I also consider what our appellate team and firm can collectively offer that is different. For example, in the past we have held annual intimate roundtable seminars for our in-house counsel clients and future clients at which we review the current and pending Supreme Court cases nationally and at the state level and provide one-page executive summaries of the cases compiled by our employment, IP, business, and appellate lawyers. The presentation is at once academically sophisticated and practical, with an eye toward in-house counsel’s need to be kept up-to-date in an efficient manner.

Business-Development Plan Guidelines

In developing your own business-development plan, it is helpful to keep in mind four guidelines: (1) be yourself, (2) work your plan, (3) persist but be nimble, and (4) be patient.

First, be yourself. Making rain is about developing relationships of trust and value. The best way to do that is to be authentic and genuinely interested in others. You do not have to golf or go to sports events if you do not enjoy them. I have a passion for supporting other women and organize annual lunches for women lawyers, which blossom into referral networks.

Second, have a plan. Business development does not just happen. You need to determine the kinds of clients with whom you want to work and which clients have a need for your practice, and then develop relationships with them. It takes seven to nine meaningful touches—touches that are meaningful and helpful to the potential client, not you—to develop a new client.

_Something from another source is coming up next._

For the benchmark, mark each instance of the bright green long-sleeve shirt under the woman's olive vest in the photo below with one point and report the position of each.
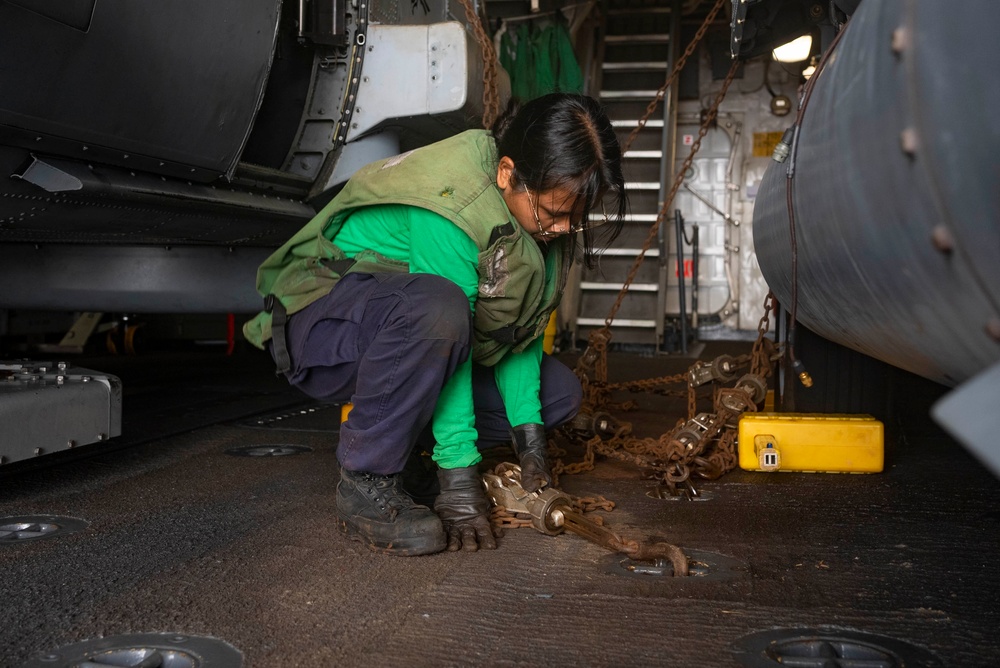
(431, 244)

Third, be persistent but nimble. While persistence is important, you also need to know when to switch tactics or even reassess your dream-client base. I reassess my plan each month, based on the input that I receive from potential clients. For example, if a potential client already has appellate counsel with whom she is happy or if she has little need for an appellate lawyer right now, that is valuable information (however disappointing it might be) that helps you prioritize your contacts with her. But you can only discover that kind of information by talking with and listening to folks. The point of each contact should be furthering the relationship, not landing a particular case. The cases will come if you develop relationships and have the skills to deliver results for your clients.

Finally, be patient. Past good work, contacts, and business-development activities take time to develop into paying business. You may have a good reputation among lawyers who would be willing to send you business, but the right referral may not come to those lawyers for some time. Developing your practice requires a long-term investment.

Mary-Christine (M.C.) Sungaila is a partner at Haynes and Boone, LLP in Orange County, California.